My personal experience has been that I need some significant time away from an ex (particularly if I was dumped and/or it was a painful breakup) before I can be friends. The time apart is necessary to heal and move on. For me, I need about a year. After that, with one ex I kept the friendship up and with the other ex I really wanted nothing to do with him.

With respect to the one friendship I've kept, I'm glad I did. He was an important part of my life at one time, and I still respect and care about him. We just weren't meant to be together romantically, but I still enjoy talking to him sporadically and hearing about his life.
posted by bananafish at 6:27 PM on March 6, 2009 [1 favorite]


I'm friends with two or three of my exes (the most recent one's acting like a bit of a putz right now, so I'm not sure what's ultimately going to happen there).

In all honesty, the first two started out with me wanting to be their friends because I was still sort of pining for them, and THAT wasn't wise; you say you're hurting, so it makes perfect sense to separate from them for a while, and that's what I did the third time around and it made the transition a bit smoother.

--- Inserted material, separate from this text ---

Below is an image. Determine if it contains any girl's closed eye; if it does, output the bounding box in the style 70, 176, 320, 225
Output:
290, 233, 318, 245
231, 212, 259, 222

As to why I've stayed friends with them -- well, they are wonderful, wonderful people. I respect them, I care very much for them. They brought me a lot as lovers, but they bring me even more as friends - one guy especially so, because we only dated for a few months but have been friends and business partners for seven years now. We even had one day in the office after a couple years where we were working away and both suddenly looked up at each other with these funny looks, and both realized, "ohhhhh, okay, that's why the dating thing didn't work out, it's because we were supposed to be doing this instead all along."

I've tried staying friends with other exes, but for one reason or another it didn't work out. If you want to and feel you can, go for it; but if not, there is no reason for you to continue a relationship that is hurting you.
posted by EmpressCallipygos at 10:01 PM on March 6, 2009 [2 favorites]


Wait a year or however long it takes you to not think about them with any tinge of either resentment or longing. Then you can take steps to be friends.
posted by melissam at 1:14 AM on March 7, 2009 [1 favorite]


"After a breakup that is not mutual, what is the purpose of staying friends with the person who dumped you?"

None.
posted by fantasticninety at 4:56 PM on March 7, 2009


Because he was one of the most interesting and fun and intelligent and and important-to-me people I've ever known before he broke up with me, and he was afterwards, too. (Once I got over it and could admit that, anyway.) If he weren't still in my life, my life would be far poorer for it.

If the result of the breakup had been that I had realized he was a person who'd made my life worse overall, not just in the short term, then there would have been no reason at all to stay friends.

(Oddly enough, later on, the fact that we were still friends was something that initially made a positive impression on the guy who eventually became my husband.)